Giuseppe Musella: Homem da retaguarda

O fortíssimo crescimento do Grupo Boticário nos últimos anos só foi sustentável porque um time muito competente, liderado por Giuseppe Musella, instituiu bases sólidas, flexíveis e ágeis para acompanhar o avanço dos negócios


Dobrar, triplicar, quadruplicar o faturamento da empresa... Atingir resultados dessa magnitude costuma deixar empresários e profissionais das áreas de Vendas e Marketing justificadamente orgulhosos. Afinal, números estrondosos costumam ser uma prova cabal de competência e sucesso.

Só que na esteira de números de encher os olhos, os riscos de colapsar a operação são igualmente relevantes. Afinal, é preciso dar conta de suportar tanto crescimento em períodos tão curto de tempo. Isso envolve criar e desenvolver centenas de novos produtos, encontrar capacidade produtiva, alinhar a cadeia de fornecedores para que não falte matéria-prima ou embalagens, garantir que existirão veículos de entrega suficientes para despachar todo o material... É um trabalho gigantesco. Ainda mais no mercado de beleza, em que a dinâmica natural pressupõe produtos com ciclos de vida curto e a necessidade de movimentar regularmente a maior parte do portfólio; e num país como o Brasil, onde a cultura de planejamento ainda é relativamente nova para a maioria das companhias.

Ao longo da história da indústria cosmética no Brasil, um sem número de empresas ficaram para trás justamente quando se acreditava que elas viviam o seu melhor momento. Vendas em alta, investimentos em comunicação, ampliação de fábrica... Pouco tempo depois, o negócio começa a implodir.

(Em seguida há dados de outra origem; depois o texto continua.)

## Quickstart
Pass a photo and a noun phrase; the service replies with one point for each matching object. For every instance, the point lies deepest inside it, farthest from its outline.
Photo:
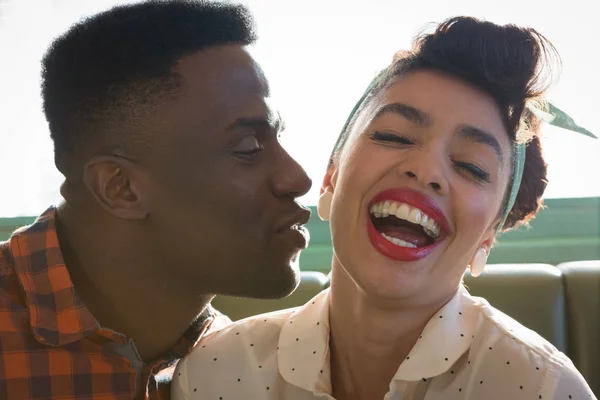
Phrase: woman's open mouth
(405, 225)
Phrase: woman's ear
(329, 180)
(326, 193)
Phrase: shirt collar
(303, 352)
(57, 314)
(446, 337)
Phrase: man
(176, 189)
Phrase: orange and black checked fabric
(51, 347)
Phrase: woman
(430, 166)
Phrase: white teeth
(408, 213)
(385, 210)
(398, 242)
(415, 216)
(403, 211)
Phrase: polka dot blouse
(468, 350)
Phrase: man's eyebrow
(480, 136)
(272, 120)
(411, 113)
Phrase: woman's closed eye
(476, 172)
(392, 138)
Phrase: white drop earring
(478, 262)
(324, 205)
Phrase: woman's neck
(369, 342)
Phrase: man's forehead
(221, 69)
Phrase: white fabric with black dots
(468, 350)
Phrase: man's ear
(114, 183)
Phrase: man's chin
(274, 283)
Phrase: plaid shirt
(51, 347)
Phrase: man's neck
(124, 286)
(369, 343)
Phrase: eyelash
(472, 169)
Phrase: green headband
(553, 115)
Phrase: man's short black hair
(110, 65)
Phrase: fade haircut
(107, 70)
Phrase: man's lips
(293, 228)
(297, 218)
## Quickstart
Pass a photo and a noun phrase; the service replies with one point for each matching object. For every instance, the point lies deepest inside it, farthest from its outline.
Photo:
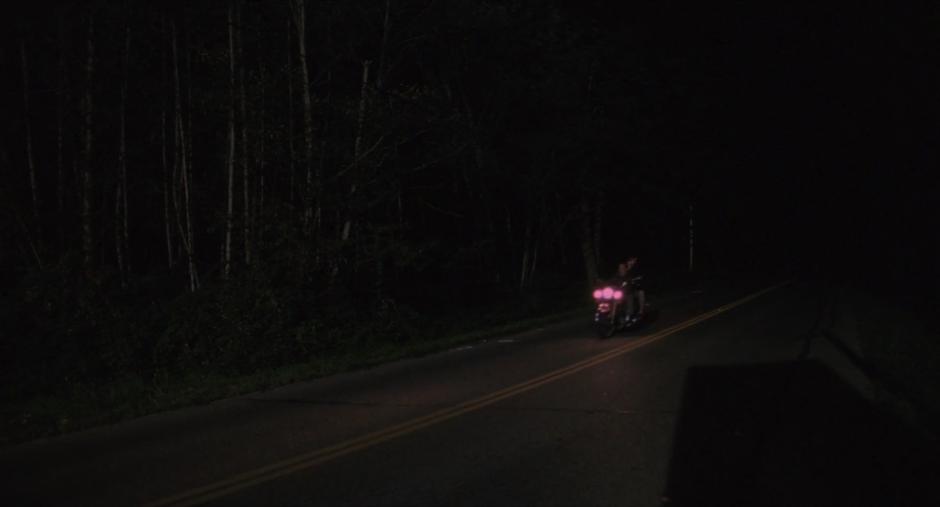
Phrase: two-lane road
(728, 399)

Crescer não é fácil e fazer a transição de uma empresa de médio, ou mesmo de grande porte, para a de uma corporação com vendas já na casa do bilhão costuma ser tarefa das mais difíceis. Afinal, não dá para navegar um transatlântico como se fosse uma lancha. É preciso planejar-se e estar preparado para tocar o negócio de um jeito diferente.

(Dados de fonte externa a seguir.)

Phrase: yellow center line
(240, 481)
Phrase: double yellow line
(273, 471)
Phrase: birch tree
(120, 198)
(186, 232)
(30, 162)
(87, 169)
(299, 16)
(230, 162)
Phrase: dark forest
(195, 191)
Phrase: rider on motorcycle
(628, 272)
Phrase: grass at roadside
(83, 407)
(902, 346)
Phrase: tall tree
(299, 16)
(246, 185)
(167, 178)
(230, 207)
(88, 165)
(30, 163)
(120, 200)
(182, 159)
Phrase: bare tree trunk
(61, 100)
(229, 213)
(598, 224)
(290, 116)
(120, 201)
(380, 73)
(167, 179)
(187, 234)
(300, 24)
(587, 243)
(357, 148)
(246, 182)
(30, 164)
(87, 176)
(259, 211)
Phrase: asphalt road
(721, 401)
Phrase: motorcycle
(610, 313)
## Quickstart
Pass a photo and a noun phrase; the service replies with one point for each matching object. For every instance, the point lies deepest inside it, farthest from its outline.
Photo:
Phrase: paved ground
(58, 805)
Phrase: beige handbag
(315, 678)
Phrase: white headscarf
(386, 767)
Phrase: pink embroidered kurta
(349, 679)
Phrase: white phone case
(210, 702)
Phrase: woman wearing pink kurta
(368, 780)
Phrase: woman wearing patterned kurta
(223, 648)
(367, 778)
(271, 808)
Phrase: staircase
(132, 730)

Poucas companhias foram tão bem sucedidas em fazer essa transição quanto o Grupo Boticário. Um negócio que entre 2007 e 2010 dobrou de tamanho, depois quase dobrou de tamanho de novo, abriu novas unidades de negócios e canais de distribuição e, ainda hoje, segue em ritmo de crescimento bem acima do mercado. Olhando para trás, parece que a empresa estava predestinada a crescer, tinha uma marca conhecida, respeitada e querida pelos consumidores, produtos excelentes, uma grande rede de lojas, equipe com grandes profissionais e a relevância de há muito ser uma das grandes empresas de beleza do Brasil, entre outros predicados bastante evidentes. Mas também existe uma parte menos visível em toda essa história, só que igualmente fundamental. Todo esse crescimento sem sobressaltos só foi possível porque foi executada toda uma revisão operacional da empresa, que deu segurança para quem estava na outra ponta, fazendo o negócio acontecer, avançar com os dois pés no acelerador. Um das cabeças desse processo foi o executivo de origem italiana, e criado na Venezuela e brasileiro por escolha, Giuseppe Musella, diretor executivo de Operações e responsável pelas áreas de P&D, Qualidade, Segurança e Meio Ambiente, Suprimentos, Industrial e Supply Chain.

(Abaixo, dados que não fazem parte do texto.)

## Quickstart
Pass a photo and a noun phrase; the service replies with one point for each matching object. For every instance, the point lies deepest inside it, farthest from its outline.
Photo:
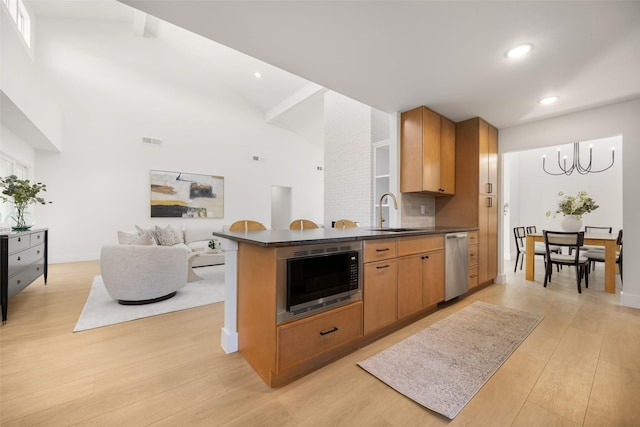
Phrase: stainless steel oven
(314, 278)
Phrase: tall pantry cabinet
(475, 203)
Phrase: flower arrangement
(22, 193)
(579, 205)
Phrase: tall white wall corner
(229, 332)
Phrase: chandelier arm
(544, 168)
(608, 167)
(577, 165)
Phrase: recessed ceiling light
(549, 100)
(519, 51)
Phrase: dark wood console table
(23, 258)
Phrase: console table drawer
(20, 260)
(19, 243)
(24, 278)
(307, 338)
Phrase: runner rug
(443, 366)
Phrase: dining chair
(519, 235)
(302, 224)
(597, 254)
(345, 223)
(590, 229)
(246, 225)
(539, 246)
(572, 241)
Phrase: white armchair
(143, 274)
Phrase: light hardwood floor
(580, 366)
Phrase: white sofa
(193, 240)
(143, 274)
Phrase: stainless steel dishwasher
(456, 265)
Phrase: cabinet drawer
(473, 277)
(307, 338)
(24, 278)
(376, 250)
(472, 238)
(473, 255)
(20, 260)
(19, 243)
(416, 245)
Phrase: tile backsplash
(413, 206)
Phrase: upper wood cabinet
(427, 152)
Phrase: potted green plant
(21, 193)
(572, 208)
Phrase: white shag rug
(443, 366)
(102, 310)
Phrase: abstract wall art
(186, 195)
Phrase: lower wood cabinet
(420, 282)
(307, 338)
(380, 297)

Formado em Engenharia de Materiais na principal Universidade da Venezuela, onde viveu desde os sete anos de idade, Giuseppe evoluiu como profissional com as mãos na massa. “Na realidade eu passei por tantas experiências que isso é o que, de alguma forma, foi a minha formação.” Sua carreira começa em 1986 na área de Logística, como supervisor de turno ainda na Venezuela. A partir daí, a carreira se desenvolveu em diferentes países, empresas e atuação em quase todas as áreas, numa carreira que já soma quase 30 anos em posições de alta gerência e direção de áreas operacionais. Ele trabalhou na P&G e na Kraft na Itália e na Venezuela, até chegar à Ceras Johnson, em 1997, primeiro como diretor do Grupo Andino, e depois, já no Brasil, como diretor de Operações para o País. Desde então, apesar do português carregado por um indefectível sotaque italiano, Giuseppe é um homem do Brasil. Depois de mais dois anos na Ceras Johnson e uma escala de três anos no segmento de Petroleo e Gás – com passagens pela Shell e pela Minasgás, até 2005 – ele aterrissa em São José dos Pinhais, na região metropolitana de Curitiba, e começa a dar expediente na sede de O Boticário.

Mudança de mentalidade
Ele chegou à empresa no momento certo, quando O Boticário – já uma das maiores companhias de beleza do País – começa a estudar como organizar-se e posicionar-se para crescer no futuro. O resultado desse trabalho resultou uma mudança de mindset que iria transformar completamente o modelo e o próprio papel da área de Operações na empresa.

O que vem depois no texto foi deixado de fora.